Sunday, October 02, 2005


And the "Watchdog" doesn't even want to look

A judicial review will be carried out over the refusal by Scotland's miscarriages of justice watchdog to send a controversial rape case to the appeal court. In a legal first, a judge will scrutinise the Scottish Criminal Cases Review Commission's ruling in the case of three Edinburgh men accused of gang raping a young mother in a high-rise flat. The men were yesterday awarded legal aid to carry out the review which is expected to be held before the end of the year.

David Pugh, 27, Brian Meighan, 28, and Kevin Kane, 23, have always denied carrying out a sustained gang rape on a young mother in 1999. They are due to be released in November after serving six years behind bars, twice turning down the chance of parole by refusing to admit guilt.

Five friends of the rape victim say she confessed to them not long after the incident took place in the Moredun area of Edinburgh that she had consented to sex and made the accusations in order to claim compensation. The victim told police she was raped in the stairwell but was allowed to change her statement after CCTV footage showed her going into the flat of one of the three men.
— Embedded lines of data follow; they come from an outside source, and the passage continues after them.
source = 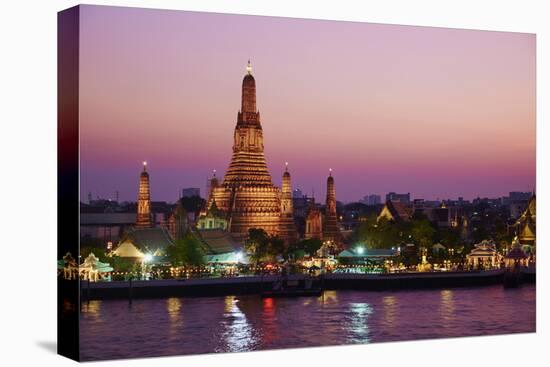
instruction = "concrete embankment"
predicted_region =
[75,270,534,301]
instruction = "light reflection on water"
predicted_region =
[81,286,535,360]
[346,303,372,343]
[216,296,256,352]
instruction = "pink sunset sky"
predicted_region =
[80,6,536,202]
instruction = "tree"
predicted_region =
[166,232,204,266]
[245,228,289,264]
[298,238,323,256]
[411,219,435,248]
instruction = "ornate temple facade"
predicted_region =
[136,162,153,228]
[207,62,290,243]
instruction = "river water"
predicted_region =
[80,285,535,360]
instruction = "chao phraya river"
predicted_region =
[80,285,536,360]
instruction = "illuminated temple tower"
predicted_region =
[208,61,288,239]
[136,162,153,228]
[323,169,341,245]
[279,163,297,244]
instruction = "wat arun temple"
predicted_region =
[207,62,337,247]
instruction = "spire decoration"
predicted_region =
[136,161,153,228]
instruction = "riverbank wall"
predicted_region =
[75,270,535,301]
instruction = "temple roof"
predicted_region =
[378,200,412,222]
[193,229,240,254]
[115,227,173,254]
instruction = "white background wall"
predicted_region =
[0,0,550,367]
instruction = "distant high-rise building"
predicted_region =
[136,162,153,228]
[508,191,533,201]
[304,197,323,240]
[181,187,201,198]
[386,191,411,204]
[323,170,341,245]
[361,194,382,205]
[279,164,297,245]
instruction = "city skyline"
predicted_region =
[80,7,535,202]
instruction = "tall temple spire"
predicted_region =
[136,162,153,228]
[241,60,258,115]
[208,62,296,239]
[323,168,340,245]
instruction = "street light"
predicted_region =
[235,251,243,263]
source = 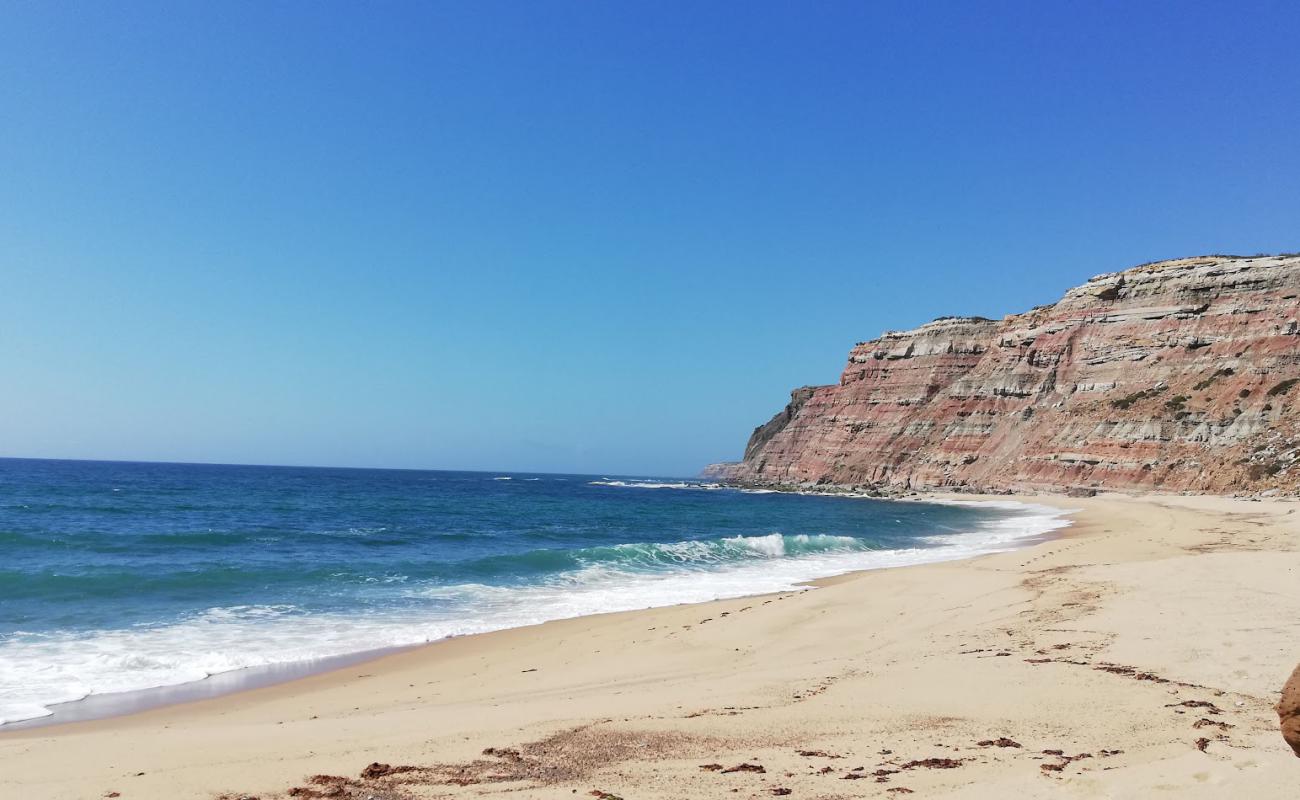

The decision to grant legal aid comes after leading human rights lawyer Aidan O'Neill, QC, studied the case and came to the conclusion that the SCCRC had exceeded its remit by rejecting the evidence of the woman's friends. Three other leading lawyers, Gordon Jackson, QC, John Carroll and Jim Keegan, also looked at the SCCRC's ruling and agreed that "a miscarriage of justice may have occurred".

Pugh, who is being kept at Peterhead Prison, told The Scotsman: "I'm glad to say we will be liberated in seven weeks after serving our full prison sentences. We will continue to fight on release until justice prevails." Their case has been backed by the Miscarriage of Justice Organisation (MOJO) Scotland and MSP Mike Pringle. John McManus, of MOJO Scotland, said: "We are pleased that the judicial review will go ahead but disappointed that they have had to go to these lengths to try and clear their name. "I spoke to David's father recently and they are bearing up as well as can be expected. People have to remember it's not just three men who have suffered a miscarriage of justice, it's their families, too."

The SCCRC was set up under an Act of Parliament in 1999 and has referred 48 cases to the appeal court.